I read this book at the same time I was reading another medical book, and the plots were very similar, though this book was set decades before the other. Dr. Jud Taylor returns to his hometown to accept a job at a hospital, as he is unlikely to find a job elsewhere after being critically injured while serving as a surgeon in the military. He finds that things have changed in the years he has been away, with a new hospital open nearby, leaving St Luke's to serve only the poor population, many of whom have no insurance and work in the nearby factories, and doing so mainly with FMGs, foreign medical graduates, doctors trained overseas at programs of a lesser quality than provided by American medical schools. Taylor befriended a military chaplain during his time in the service, bonding over their shared hometown, and the chaplain has high hopes that St Luke's can be revitalized and turned into a top-rate medical center for its community, the first step to that being the hiring of Taylor, despite his injury and inability to operate at the moment.

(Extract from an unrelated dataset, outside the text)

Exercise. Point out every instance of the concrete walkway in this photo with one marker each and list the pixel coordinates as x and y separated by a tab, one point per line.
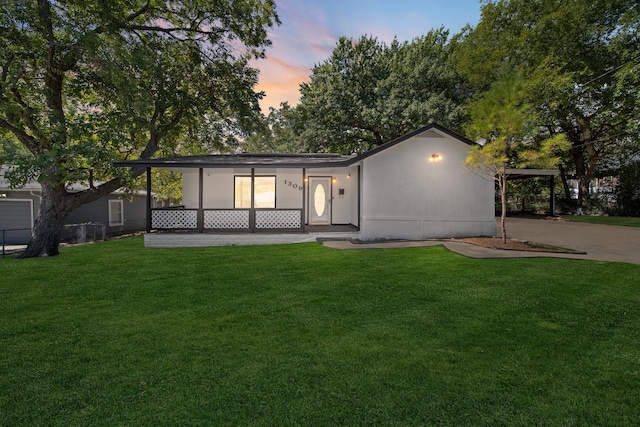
600	242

The book has many subplots, all quite intriguing. Young, handsome Taylor finds himself attracted to two women quite early on in the book, one a no-nonsense nurse who runs the St. Luke's ER with an iron fist, the other being the local cotton mill owner's daughter whose broken arm Taylor cared for before he went overseas and shows up again with another broken arm on his first day back. In addition to fixing pretty girls' broken arms, Jud also treats children sickened by their living conditions and factory workers suffering job-related ills. In order to go after the source of these problems though, Taylor risks angering the "old boys' network" that includes ghetto slumlords, the aforementioned cotton mill owner, and even the head of St. Luke's.
The age of the book definitely shows, as I believe it is set during the Vietnam War era, but possibly as far back as the Korean War. Civil rights, occupational safety, and triage are all concepts in their infancy, so I would see this book turning out very differently if it happened today. I didn't particularly care for the ending either, it seemed like Slaughter just wanted to tie everything up, so as to leave open the possibility of a continuation of Dr. Taylor's story but not leave readers hanging if there was no sequel.